Brian McKnight / I Remember You (1995)

ソングライターやプロデューサーとしても確固たる地位を築くR&Bシンガーが、95年にリリースしプラチナアルバムとして大ヒットした2ndアルバム。全編アーバンなテイストを醸す甘く美しいメロディのオリジナル曲が占めるなか、唯一のカヴァーとして選曲されたヴァン・モリソンの「Crazy Love」に我らがDavid Tが参加。とはいえ、ここで聴けるギターバッキングは、途中ワー・ワー・ワトソンの滋味溢れるギターソロが奏でられたあと、転調しながらエンディングを迎える見事な構成の楽曲の背後に、うっすらとかろうじて輪郭をつかみ取れる程度の微細な音量による控え目な風貌。一瞬の僅かな音色のためだけにでもあらゆる場面で必要とされる腕と、真摯に応える姿勢のナチュラルな同居。これこそ音楽家David Tの魅力であり真骨頂なのだ。

Smap / Smap 008 Tacomax (1996)

95年の前作『SMAP 007 Gold Singer』同様、米国トップミュージシャンを揃えた豪華盤。マイケル・ブレッカー(Sax)、ウィル・リー(B)、ワー・ワー・ワトソン(G)、オマー・ハキム(Dr)、フィル・ウッズ(Sax)、ラルフ・マクドナルド(Per)、スティーヴ・フェローン(Dr)、ハイラム・ブロック(G)ら腕利きが紡ぐアンサンブルは、バックトラックだけ聴いても十分なクオリティとグルーヴで聴き手を圧倒。
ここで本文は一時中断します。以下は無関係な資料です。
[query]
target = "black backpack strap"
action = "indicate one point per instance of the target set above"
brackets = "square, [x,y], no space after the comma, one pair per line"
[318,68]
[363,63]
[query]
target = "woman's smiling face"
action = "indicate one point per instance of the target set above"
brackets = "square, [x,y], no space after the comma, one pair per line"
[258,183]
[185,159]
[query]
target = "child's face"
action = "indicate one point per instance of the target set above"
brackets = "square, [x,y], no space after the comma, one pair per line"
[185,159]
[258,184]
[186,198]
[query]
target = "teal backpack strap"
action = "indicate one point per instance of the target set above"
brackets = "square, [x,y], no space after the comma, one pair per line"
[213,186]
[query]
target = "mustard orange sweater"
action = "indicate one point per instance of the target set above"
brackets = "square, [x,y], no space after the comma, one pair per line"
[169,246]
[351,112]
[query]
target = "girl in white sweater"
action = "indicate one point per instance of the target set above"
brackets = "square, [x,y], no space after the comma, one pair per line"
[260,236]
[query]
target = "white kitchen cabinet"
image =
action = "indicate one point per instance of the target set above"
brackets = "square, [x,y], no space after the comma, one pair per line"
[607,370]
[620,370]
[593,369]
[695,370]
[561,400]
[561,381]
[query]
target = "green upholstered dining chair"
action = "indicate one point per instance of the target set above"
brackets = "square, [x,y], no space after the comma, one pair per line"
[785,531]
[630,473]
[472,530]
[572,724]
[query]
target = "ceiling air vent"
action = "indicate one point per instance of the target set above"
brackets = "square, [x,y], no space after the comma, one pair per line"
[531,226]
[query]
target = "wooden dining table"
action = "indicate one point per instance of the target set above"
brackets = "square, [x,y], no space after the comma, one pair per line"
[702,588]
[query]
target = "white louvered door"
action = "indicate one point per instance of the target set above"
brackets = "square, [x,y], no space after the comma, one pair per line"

前作に引き続き参加したDavid Tも、ベートーベンの「ピアノソナタ第8番」をモチーフにリアレンジした「Theme of 008 (piano sonata no.8)」で、短い小節数の中でキレのあるバッキングを聴かせ、ミディアムテンポの一曲「声を聞くよりも」ではスティーヴ・ガッドとアンソニー・ジャクソンの的確なリズム隊の上で、メロウな十八番フレーズを優しく奏でバックアップ。エンターテインメントを支える職人の確かな手腕とアンサンブルによるグルーヴは、主役スマップ抜きのインスト集『Smappies』へと発展する。

林田健司 / 今夜はBEST2000 (2000)

90年代初頭からスマップをはじめ多くのアーティストに楽曲提供を行うクリエーター林田健司が、並行して進めた自身のソロ活動をまとめ、一部新録曲を加えリリースしたベスト盤。ツボを押さえたキャッチーなメロディで聴き手を惹き付けるポップチューンがずらりと並ぶ中、97年リリースのソロアルバム『東洋一』収録のリメイク曲となる「Stay 2000」にDavid Tが参加。アンソニー・ジャクソン、オマー・ハキムのリズム隊を起用した鉄壁のバックトラックには、感情を込めた主役のヴォーカルに終始付かず離れずの距離感で鋭くもメロウなフレーズを最初から最後まで全く途切れることなくたたみ掛け続けるDavid Tの姿が。6分近い楽曲の中で、途中、待ってましたとばかりに繰り出す高揚感溢れる構成力のソロパートと、ありとあらゆる引き出しを駆使しながらサラリと奏でる歌伴ギターの妙味。2000年代に突入しても、まったく衰えを知らず、それどころか艶やかさをグッと増したレジェンドのうたうギターは、もう一人のヴォーカリストのごとくそっと寄り添っている。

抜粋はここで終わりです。